Brendan McConville (born 1965) is an American author and professor of history at Boston University. His books on American history include The King's Three Faces (University of Carolina Press, 2006) and The American Revolution, 1763-1789 (Longman, 2008).
Career
McConville was educated at Brown University and Reed College,[1] Portland. His research focuses on the intersection of politics and social developments in Early America, and his interests include colonial history and the English Reformation.
Reception
After the release of These Daring Disturbers of the Public Peace, Michael Bellesiles wrote that "Brendan McConville has produced an outstanding work of social history. A few scholars have looked briefly at New Jersey's 1740s land riots, but McConville is the first to place these events in their deep historical context."[2]

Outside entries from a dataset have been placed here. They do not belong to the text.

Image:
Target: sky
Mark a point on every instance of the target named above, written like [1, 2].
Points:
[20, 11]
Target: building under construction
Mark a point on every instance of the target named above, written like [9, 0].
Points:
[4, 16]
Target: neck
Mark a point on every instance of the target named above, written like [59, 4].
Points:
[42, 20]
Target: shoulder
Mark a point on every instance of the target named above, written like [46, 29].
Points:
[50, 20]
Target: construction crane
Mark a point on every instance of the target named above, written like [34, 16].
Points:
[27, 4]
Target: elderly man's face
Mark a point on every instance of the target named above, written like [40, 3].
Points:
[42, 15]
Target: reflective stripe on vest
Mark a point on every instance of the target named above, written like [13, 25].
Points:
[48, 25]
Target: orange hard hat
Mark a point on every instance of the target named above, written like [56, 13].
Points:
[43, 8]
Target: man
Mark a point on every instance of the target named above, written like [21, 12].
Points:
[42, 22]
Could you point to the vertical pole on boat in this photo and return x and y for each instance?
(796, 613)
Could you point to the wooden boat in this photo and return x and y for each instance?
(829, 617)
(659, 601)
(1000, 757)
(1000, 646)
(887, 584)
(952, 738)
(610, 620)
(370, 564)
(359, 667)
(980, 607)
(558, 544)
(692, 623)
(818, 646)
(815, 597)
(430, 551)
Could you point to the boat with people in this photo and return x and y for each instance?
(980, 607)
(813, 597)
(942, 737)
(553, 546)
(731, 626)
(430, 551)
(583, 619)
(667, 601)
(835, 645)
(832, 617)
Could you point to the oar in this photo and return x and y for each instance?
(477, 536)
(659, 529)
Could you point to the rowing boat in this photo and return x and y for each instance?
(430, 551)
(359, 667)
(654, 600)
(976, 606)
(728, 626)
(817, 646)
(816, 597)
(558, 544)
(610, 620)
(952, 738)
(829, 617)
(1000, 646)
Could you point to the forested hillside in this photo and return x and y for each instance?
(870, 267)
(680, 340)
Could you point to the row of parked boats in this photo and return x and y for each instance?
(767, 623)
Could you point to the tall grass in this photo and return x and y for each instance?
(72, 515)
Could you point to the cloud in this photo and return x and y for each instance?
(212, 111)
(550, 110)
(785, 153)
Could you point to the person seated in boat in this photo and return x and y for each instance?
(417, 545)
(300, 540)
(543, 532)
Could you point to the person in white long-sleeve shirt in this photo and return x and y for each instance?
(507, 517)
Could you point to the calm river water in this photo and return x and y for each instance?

In a review of The King's Three Faces for Itinerario, Charles W. A. Prior writes that McConville "brings a great deal of fresh material to light."[3] In Common-place: The Interactive Journal of Early American Life, Benjamin Irvin called the book "a brilliant, bounding study of Anglo-American political culture."[4] The book was also reviewed in The New England Quarterly, The Journal of Military History and The American Historical Review.[5][6][7]
Publications
Books
The American Revolution, 1763-1789 (2008)
The King's Three Faces (2006)
These Daring Disturbers of the Public Peace (1999)
^Bellesiles, Michael (2001). "These Daring Disturbers of the Public Peace: The Struggle for Property and Power in Early New Jersey by Brendan McConville (review)". Social History. 26 (1): 110–112. JSTOR4286739.